Note: this is an archived entry. Some links might not still work, but I have tried to ensure scan and video embeds are still in place. If any linked material is unavailable, please let me know and I'll attempt to find a copy in my personal archives.
A slightly shorter entry this time, as there's no breaking news to report. Response to multiple screenings of Tim Winton's The Turning at the Melbourne International Film Festival continues to be enthusiastically positive for the most part, with even those who didn't love every segment (or found the film too long) saying only positive things about the acting, ambition and cinematography. I'll post a few excerpts later, but first, some new photos.
As I mentioned last time, Hugo stopped by the opening of The Local Bar in Sydney last week; the establishment is co-owned by several of his friends/fellow Australian entertainment legends, including Sam Neill and David Wenham. I posted the print version of the Daily Telegraph's coverage, including a nice photo of Weaving and Wenham; since then, a digital version has become available, so I'll share that here, under the cut, along with several other photos from the event.
Hugo also attended the opening night performance of Tom Stoppard's Rosenctrantz and Guildenstern Are Dead at Sydney Theatre Company and posed for a few photos. (Cate Blanchett and Andrew Upton also attended; you can see an image of them in the Sydney Morning Herald's online coverage, and more at Just Jared.) The production's cast includes Hugo's past costars Ewen Leslie and Heather Mitchell, as well as "No Budget" director Christopher Stollery. Anyone else noticing a theme of existential two-character plays at STC this season? 😉
Hugo Weaving at the opening of Rosencrantz and Guildenstern are Dead, at STC 10 August Photo: Don Arnold/Getty Images via Zimbio
Hugo Weaving at the opening of Rosencrantz and Guildenstern are Dead, at STC 10 August Photo: Don Arnold/Getty Images via Zimbio (plus next photo)
Candids from The Local Bar's opening, 6 August 2013
Hugo Weaving and David Wenham Photo: Richard Dobson/The Daily Telegraph
Next 3 photos: MiSociety
Recent reviews of Tim Winton's The Turning (click links for full text/original sites):
Eleanor Colla, Meanjin: "A viewing of The Turning (or more correctly Tim Winton’s The Turning, ‘the championed Australian film of 2013’) is a singular experience, and one far more enjoyable than I had anticipated… The directors were left alone to interpret their allocated stories in their own individual ways and visually recreate what they had gleaned from Winton’s stories. The result is a three-hour collection of loosely interlocking and vaguely connected vignettes, each with its own distinctive cinematic style that explore the lives of those living in the fictional sea-side town of Angelus, Western Australia, over a thirty year period.
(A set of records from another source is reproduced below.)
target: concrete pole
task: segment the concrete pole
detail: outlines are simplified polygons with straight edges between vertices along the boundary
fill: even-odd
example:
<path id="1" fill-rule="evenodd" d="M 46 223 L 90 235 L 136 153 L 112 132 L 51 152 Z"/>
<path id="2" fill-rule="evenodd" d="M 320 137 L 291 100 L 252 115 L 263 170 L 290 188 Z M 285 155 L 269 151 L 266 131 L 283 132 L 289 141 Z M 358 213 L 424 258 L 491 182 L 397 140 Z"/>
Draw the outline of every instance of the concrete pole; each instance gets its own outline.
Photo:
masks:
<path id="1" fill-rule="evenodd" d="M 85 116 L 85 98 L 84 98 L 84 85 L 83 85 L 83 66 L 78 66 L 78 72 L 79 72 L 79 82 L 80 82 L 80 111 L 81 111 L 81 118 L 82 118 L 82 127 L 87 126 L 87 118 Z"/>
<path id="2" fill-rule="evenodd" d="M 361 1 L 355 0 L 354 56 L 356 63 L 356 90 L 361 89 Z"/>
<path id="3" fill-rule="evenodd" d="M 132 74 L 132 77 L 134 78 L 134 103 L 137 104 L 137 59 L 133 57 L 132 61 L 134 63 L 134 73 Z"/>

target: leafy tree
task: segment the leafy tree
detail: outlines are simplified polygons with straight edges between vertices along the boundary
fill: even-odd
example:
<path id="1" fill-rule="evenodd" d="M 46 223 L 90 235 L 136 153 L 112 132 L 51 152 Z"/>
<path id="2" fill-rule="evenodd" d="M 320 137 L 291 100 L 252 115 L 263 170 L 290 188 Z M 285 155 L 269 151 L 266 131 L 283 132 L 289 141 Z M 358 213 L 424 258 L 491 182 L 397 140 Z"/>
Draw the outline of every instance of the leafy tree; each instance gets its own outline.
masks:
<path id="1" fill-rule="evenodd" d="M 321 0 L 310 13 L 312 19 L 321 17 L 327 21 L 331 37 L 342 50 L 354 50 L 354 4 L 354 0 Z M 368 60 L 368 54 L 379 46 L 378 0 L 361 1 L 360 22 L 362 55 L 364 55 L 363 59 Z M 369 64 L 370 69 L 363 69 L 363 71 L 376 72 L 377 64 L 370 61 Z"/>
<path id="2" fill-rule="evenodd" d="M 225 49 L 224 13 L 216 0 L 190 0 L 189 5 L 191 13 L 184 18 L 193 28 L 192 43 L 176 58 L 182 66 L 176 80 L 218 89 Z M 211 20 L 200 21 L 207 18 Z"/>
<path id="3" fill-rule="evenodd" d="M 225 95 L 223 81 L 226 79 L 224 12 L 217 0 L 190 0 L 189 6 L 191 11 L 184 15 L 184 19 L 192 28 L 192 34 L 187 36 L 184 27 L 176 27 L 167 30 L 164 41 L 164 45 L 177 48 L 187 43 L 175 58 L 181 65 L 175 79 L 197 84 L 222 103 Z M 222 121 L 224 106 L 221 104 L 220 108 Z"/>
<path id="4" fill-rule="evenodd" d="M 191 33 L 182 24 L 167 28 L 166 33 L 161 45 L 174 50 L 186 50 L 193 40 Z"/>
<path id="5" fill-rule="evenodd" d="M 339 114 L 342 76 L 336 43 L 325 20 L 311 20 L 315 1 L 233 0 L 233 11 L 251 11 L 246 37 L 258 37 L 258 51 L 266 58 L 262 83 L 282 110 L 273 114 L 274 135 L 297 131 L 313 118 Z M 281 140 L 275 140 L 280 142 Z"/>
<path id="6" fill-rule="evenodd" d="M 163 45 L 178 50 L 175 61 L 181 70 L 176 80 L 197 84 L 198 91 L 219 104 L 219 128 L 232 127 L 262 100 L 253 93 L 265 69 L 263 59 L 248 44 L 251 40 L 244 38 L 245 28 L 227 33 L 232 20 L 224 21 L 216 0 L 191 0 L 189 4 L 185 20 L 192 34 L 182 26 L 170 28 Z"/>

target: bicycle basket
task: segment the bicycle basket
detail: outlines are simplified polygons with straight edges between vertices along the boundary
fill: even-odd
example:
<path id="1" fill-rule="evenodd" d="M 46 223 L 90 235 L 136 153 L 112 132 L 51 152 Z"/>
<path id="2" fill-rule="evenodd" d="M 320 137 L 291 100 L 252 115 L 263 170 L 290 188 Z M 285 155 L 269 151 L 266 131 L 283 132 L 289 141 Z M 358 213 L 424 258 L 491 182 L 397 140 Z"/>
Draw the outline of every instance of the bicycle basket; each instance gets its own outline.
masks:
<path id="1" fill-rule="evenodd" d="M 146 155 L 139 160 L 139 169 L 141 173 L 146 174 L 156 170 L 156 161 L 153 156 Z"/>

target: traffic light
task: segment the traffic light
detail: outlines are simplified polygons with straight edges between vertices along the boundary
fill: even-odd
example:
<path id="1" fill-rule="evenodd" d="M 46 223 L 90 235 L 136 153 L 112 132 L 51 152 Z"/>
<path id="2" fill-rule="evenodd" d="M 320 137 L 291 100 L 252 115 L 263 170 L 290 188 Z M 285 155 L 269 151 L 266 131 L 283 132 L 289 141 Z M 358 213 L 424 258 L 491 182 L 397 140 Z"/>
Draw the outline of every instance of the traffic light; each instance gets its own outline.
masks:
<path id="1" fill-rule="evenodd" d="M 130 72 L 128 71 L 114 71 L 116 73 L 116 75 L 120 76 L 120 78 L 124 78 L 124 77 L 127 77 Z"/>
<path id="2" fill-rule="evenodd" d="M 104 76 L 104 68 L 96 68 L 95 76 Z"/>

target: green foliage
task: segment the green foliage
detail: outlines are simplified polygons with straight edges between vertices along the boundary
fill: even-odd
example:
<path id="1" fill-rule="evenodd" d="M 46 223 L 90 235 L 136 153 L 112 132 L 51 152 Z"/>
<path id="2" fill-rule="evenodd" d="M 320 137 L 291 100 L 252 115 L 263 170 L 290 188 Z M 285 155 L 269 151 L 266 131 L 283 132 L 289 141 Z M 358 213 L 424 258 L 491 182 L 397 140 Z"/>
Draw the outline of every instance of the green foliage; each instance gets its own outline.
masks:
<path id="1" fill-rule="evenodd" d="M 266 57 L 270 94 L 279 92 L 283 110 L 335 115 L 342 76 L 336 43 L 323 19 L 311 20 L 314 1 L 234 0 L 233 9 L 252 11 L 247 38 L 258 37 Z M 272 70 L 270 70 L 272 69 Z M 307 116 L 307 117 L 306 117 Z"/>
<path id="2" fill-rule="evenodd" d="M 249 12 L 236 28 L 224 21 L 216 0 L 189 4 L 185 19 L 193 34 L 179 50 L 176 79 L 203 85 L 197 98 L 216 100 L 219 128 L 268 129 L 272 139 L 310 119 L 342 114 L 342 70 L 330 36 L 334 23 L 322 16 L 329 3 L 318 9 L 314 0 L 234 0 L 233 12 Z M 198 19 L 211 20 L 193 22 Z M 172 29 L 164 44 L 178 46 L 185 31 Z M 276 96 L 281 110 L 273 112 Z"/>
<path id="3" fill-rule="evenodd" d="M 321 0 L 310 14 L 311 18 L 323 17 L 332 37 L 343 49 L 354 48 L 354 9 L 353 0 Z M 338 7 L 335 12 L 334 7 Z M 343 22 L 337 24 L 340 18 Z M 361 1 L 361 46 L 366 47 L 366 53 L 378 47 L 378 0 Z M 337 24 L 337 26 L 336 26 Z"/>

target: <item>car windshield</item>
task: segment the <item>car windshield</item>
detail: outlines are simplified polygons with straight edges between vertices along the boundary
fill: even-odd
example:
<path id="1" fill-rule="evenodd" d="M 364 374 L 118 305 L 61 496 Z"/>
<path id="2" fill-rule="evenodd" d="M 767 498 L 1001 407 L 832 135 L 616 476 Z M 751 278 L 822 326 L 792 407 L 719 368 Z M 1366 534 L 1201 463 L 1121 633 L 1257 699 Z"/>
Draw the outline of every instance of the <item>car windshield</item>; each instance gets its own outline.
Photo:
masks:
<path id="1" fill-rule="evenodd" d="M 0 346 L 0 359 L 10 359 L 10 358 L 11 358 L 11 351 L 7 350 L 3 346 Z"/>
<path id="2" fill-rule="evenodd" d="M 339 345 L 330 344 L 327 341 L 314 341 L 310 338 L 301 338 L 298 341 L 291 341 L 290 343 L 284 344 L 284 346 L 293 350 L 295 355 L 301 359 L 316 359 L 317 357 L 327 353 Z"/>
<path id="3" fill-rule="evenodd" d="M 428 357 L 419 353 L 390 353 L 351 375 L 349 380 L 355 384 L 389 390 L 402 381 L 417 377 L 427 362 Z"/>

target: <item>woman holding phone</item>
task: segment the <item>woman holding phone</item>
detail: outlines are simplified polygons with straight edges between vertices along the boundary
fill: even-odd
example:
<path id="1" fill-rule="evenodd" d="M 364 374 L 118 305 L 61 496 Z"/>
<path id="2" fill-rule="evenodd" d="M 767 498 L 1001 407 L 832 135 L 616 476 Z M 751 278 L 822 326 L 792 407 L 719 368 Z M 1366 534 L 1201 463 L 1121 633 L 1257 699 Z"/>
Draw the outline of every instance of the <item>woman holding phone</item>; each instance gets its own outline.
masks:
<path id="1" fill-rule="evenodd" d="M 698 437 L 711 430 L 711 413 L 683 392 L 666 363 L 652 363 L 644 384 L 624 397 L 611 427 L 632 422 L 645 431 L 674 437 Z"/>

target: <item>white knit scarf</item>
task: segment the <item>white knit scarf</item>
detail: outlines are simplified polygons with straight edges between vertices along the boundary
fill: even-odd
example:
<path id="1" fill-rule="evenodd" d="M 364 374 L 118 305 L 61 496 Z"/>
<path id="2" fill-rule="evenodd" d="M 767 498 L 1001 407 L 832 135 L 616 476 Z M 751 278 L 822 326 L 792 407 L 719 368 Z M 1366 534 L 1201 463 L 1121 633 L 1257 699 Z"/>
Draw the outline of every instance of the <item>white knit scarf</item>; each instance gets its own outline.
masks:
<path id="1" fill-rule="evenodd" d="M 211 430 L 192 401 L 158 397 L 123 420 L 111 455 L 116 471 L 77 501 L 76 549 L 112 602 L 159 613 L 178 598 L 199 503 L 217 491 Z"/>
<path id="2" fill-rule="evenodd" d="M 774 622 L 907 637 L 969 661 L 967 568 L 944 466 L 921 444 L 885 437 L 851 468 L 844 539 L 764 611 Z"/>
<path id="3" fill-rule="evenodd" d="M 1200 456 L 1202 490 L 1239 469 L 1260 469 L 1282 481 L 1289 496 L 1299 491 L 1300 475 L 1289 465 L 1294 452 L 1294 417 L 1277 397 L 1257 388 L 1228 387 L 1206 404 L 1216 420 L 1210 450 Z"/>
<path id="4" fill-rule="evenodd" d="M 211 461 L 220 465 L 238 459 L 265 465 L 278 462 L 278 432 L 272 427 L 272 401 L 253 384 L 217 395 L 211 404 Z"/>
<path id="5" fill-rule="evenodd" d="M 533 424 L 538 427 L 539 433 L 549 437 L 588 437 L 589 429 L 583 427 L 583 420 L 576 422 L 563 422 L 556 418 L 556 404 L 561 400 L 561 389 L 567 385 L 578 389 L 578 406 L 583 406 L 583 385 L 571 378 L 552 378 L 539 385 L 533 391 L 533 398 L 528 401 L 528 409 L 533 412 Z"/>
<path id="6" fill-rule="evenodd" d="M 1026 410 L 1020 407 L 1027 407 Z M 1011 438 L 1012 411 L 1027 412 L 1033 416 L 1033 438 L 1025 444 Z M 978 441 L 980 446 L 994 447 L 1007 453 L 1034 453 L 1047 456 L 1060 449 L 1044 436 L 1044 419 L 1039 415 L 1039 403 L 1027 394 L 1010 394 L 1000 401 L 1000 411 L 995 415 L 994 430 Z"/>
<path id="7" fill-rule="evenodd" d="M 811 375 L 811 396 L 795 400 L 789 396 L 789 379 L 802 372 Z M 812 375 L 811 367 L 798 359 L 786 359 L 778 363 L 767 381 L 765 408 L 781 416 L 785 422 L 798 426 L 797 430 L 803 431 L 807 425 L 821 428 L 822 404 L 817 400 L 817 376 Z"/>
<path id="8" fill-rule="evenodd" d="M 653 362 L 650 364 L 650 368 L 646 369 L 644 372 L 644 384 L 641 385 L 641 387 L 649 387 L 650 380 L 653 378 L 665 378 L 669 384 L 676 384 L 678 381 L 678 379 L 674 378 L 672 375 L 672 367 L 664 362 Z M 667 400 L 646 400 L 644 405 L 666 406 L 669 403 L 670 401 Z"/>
All are hauntingly beautiful and all are complete films in their own right…
The compilation is bookended by Marieka Walsh’s mesmerising sand-animation and in between we see the directorial debuts of noted Australian actors David Wenham and Mia Wasikowska. Rose Byrne plays an abused trailer-park mother finding Jesus, Hugo Weaving is an ex-alcoholic, and one story is told entirely through dance. Most of the stories focus in some way around the sometime-protagonist Victor Lang—from early childhood to well into his adult years—and the people who share his life and town…
The film demands a lot from its audience but it has good intentions and more importantly the effort it demands is deserved. Connelly and the others attached to the project should be commended for creating such a unique visual experience for viewers. Like many Australians I tend to have a degree of cynicism—deserved or not—towards our film industry, so it is welcoming to be able to support a film that not only showcases numerous strengths in Australian filmmaking, but does so in such an elegant manner."
Rochelle Siemienowicz, SBS: "To adapt the collection into a single cinematic event, let alone with each chapter made by a different team of creators and actors, seems a grandly ambitious goal. Yet the mastermind behind the project, director and producer Robert Connolly (Balibo, The Bank), has succeeded not only in bringing together surely the largest assembly of Australian filmmaking and acting talent ever involved in a single project, but also in producing a work that maintains a remarkably consistent tone throughout – one of melancholy, regret, and longing… That may be part of the problem – three hours is a long time to spend in the presence of such pain and ambiguity, without the swell of a forward-thrusting narrative to carry you through….
The cinematography, music, sound design and performances are uniformly excellent – and that’s not just code for ‘Australian dud’. But Connolly knows he’s asking a great deal of the audience, so he suggests we approach the film as a ‘group exhibition’… Does it work? Perhaps it’s best to give the final word to Winton himself, who writes in the program, 'Anyone mad enough to try it deserved a crack. And the result? Who can say? Not me.' He then doffs his hat – and so might we – to those who defy convention, 'in a time when filmmakers might be forgiven for simply conforming.' "
Tickets are now on sale of The Turning's's special, limited-engagement Australian run, which will include the full 3-hour, 18-episode cut and 40 page booklet, via the film's website. Still no specifics on international distribution yet, but I hope too many compromises aren't made.